Wilde thing, you make my heart Synge
Published on 27th March 2013
April is the month for Dublin City Council’s One City, One Book initiative – this year it’s Joseph Plunkett’s Strumpet City. This campaign drums up a huge amount of interest in its chosen book each year, and by extension in Irish literature generally; so if you enjoy each year’s nomination, keep the momentum going, and try other Irish authors: there are hundreds to choose from, so here’s a small selection of both classic and modern to whet your appetite.
Oscar Wilde (2010's 1C1B choice) has a huge range of works to choose from – poetry, plays, stories, fables, essays - and you can find them all in the Collins complete works of Oscar Wilde. This also includes lots of photos and background information, including contributions from Wilde’s grandson.
J. M. Synge’s plays are widely regarded as classics of Irish literature. Synge’s detached and realistic portrayals of the Irish peasantry jarred with the romantic attitudes of his time, to the point where the Abbey’s production of The playboy of the western world provoked riots and had to be acted with police protecting the cast. Check out Playboy and his other works in Synge: the complete plays.
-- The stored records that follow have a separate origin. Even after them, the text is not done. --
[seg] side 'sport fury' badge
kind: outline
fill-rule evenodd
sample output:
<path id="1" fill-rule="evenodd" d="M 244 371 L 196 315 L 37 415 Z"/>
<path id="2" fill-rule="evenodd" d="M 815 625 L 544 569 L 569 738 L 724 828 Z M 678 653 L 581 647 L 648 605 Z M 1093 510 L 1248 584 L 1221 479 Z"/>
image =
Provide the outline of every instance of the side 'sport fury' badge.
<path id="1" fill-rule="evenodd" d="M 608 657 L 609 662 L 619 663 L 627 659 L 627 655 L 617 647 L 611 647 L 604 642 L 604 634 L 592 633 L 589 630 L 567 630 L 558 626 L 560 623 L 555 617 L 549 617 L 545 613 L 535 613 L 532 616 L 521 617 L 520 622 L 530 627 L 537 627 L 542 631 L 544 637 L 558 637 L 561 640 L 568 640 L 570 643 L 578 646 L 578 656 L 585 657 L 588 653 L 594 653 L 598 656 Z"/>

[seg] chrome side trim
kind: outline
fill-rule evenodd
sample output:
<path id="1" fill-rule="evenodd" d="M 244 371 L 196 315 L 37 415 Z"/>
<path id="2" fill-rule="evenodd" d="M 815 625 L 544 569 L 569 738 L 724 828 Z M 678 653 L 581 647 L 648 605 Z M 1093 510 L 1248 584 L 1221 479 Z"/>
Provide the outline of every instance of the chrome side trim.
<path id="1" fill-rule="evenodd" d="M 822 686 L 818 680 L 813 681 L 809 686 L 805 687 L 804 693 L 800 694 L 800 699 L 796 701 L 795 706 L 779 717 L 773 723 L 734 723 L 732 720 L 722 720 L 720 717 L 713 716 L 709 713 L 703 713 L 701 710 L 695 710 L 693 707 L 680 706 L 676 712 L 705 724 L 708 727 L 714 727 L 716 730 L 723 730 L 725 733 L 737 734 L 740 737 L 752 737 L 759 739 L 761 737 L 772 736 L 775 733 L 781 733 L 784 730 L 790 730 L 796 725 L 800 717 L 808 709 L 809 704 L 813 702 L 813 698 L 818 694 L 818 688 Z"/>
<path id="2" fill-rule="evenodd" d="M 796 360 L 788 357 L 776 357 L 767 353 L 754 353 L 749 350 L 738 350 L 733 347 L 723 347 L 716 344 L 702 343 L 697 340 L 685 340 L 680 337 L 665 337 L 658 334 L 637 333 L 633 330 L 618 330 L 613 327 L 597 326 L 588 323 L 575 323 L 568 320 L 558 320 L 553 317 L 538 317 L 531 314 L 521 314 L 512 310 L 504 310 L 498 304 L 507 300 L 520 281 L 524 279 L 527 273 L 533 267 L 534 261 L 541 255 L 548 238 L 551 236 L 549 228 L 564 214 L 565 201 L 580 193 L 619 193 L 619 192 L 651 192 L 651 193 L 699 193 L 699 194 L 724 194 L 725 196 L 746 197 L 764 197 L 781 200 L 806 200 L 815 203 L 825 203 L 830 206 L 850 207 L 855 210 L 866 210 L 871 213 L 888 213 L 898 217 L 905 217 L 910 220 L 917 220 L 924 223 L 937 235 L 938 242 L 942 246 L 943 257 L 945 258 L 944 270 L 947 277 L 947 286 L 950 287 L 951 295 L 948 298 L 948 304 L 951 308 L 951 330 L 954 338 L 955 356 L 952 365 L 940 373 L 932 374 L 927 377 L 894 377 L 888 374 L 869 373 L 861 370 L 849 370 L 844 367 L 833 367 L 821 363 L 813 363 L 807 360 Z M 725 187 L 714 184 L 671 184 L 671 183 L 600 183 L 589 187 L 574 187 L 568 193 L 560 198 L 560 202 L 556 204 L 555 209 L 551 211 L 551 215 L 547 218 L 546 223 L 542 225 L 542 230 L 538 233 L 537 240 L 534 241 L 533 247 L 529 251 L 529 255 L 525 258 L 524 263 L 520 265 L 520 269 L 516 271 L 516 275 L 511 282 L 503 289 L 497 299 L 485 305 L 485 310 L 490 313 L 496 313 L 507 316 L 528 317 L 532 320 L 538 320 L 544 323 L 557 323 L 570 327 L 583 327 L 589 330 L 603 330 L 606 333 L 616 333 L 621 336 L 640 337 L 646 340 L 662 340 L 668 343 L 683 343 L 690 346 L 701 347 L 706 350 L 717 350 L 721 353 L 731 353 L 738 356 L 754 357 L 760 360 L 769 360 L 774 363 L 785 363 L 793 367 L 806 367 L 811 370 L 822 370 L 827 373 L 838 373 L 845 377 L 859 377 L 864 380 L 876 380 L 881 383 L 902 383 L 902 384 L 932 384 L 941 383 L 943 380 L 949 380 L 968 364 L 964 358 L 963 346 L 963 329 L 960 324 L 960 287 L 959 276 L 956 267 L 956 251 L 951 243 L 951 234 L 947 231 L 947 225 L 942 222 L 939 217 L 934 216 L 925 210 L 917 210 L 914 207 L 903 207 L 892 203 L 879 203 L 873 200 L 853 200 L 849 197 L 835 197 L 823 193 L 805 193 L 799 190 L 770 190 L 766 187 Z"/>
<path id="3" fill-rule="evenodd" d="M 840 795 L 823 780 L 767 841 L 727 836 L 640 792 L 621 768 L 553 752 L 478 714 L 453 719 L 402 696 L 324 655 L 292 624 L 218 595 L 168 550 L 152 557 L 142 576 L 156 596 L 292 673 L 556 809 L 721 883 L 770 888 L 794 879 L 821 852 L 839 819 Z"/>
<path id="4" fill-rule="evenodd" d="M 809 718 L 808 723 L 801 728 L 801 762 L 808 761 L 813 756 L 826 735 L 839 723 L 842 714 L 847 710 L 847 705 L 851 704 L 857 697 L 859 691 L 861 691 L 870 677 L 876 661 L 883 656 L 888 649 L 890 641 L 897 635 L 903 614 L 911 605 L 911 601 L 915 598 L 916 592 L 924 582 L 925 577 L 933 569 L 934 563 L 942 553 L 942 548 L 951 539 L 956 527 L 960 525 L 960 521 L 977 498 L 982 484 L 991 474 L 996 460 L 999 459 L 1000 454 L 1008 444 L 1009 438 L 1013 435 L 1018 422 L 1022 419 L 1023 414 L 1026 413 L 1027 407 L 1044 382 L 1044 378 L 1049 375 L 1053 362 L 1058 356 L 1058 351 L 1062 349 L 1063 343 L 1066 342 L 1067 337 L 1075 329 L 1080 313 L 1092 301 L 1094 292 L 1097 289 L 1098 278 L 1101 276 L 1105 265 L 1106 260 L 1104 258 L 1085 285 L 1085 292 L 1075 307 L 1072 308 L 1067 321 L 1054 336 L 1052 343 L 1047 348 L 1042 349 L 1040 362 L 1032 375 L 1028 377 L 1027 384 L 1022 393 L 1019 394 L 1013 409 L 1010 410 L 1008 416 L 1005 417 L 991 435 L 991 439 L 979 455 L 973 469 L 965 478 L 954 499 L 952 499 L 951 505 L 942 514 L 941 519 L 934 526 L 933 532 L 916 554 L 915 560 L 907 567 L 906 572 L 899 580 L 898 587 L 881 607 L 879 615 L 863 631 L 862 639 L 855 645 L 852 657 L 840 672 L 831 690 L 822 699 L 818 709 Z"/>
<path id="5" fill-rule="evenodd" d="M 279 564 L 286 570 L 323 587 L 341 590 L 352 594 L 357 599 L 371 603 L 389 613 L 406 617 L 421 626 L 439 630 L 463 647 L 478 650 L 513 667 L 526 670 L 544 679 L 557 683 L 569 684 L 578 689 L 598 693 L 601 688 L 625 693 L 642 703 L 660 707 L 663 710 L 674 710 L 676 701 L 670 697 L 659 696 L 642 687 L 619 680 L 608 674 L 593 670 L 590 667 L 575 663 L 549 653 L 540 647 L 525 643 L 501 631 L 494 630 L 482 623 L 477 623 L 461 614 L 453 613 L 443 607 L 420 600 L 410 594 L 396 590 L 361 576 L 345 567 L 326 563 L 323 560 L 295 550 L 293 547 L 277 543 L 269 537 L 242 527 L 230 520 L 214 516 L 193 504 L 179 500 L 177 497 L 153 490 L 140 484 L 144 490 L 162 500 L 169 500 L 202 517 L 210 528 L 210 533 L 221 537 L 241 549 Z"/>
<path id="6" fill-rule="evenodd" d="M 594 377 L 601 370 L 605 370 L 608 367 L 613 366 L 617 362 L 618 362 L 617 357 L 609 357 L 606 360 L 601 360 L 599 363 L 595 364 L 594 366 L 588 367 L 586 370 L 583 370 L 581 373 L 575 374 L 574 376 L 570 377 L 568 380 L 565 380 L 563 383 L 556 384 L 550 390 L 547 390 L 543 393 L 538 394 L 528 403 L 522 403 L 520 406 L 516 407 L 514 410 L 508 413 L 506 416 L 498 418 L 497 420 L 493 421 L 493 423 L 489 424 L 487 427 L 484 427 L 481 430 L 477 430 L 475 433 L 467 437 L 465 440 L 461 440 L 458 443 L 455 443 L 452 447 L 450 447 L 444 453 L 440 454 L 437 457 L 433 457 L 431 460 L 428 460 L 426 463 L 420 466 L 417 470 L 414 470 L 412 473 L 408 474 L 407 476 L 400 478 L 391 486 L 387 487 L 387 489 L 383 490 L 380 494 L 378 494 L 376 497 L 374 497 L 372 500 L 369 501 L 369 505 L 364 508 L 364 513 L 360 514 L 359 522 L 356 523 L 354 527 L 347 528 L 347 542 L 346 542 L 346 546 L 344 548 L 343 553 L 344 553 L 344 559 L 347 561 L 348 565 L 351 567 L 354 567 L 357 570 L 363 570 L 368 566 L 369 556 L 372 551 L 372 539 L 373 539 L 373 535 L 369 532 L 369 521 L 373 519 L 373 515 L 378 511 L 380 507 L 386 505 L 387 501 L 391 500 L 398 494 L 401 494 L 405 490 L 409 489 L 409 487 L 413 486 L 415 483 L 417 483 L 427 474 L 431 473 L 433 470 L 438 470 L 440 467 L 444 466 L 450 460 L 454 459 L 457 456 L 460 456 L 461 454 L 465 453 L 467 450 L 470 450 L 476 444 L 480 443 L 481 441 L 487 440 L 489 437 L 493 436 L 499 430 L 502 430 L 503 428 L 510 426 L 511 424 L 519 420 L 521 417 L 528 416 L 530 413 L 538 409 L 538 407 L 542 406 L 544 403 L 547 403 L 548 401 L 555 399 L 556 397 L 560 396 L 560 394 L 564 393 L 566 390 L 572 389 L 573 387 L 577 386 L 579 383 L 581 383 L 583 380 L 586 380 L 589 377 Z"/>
Roddy Doyle is well on his way to becoming a living legend among Irish authors. His best known work is probably The Barrytown trilogy – The Commitments, The Snapper, The Van – all really well-written and with Doyle’s trademark humour and empathy. My own favourite, though, is Paddy Clarke ha ha ha, not least for its descriptions of Dubliners settling into the brand-new suburbs of the sixties.
Brinsley MacNamara’s The valley of the squinting windows evokes the stifling, suffocating atmosphere of rural Ireland of the early 20th century. Like Synge’s Playboy, this too provoked a furious reaction on publication, as people from MacNamara’s hometown recognised themselves, and sued for libel: copies of the book were rounded up and burnt. Without this reaction, the book may well have been forgotten by now, which goes to show there’s no such thing as bad publicity.
Edna O’Brien’s The country girls is the story of Cait and Baba’s coming of age in the sixties, and moving from rural Ireland to the big smoke of Dublin. This is another book that didn’t go down well on publication, because of its themes of sexuality and repression, and was in fact received so badly that O’Brien was effectively hounded out of the country. Like many Irish writers, O’Brien was instrumental in changing people’s awareness of their repressive culture and customs.
For short stories, try The ballroom of romance and other stories by William Trevor, internationally-acclaimed and the recipient of many awards. His ability to bring to life a multitude of different personalities is incredible. His writing’s not easy to describe without resorting to clichés, so I’ll just say he’s a wonderful writer: try him out!
Relative newcomer Paul Murray is already proving himself with the magnificent Skippy dies – proof, if you needed any, that nobody in their right mind would want to be a teenager again. This is a pretty long read, but it’s so well-written and thought-provoking that you won’t want to put it down.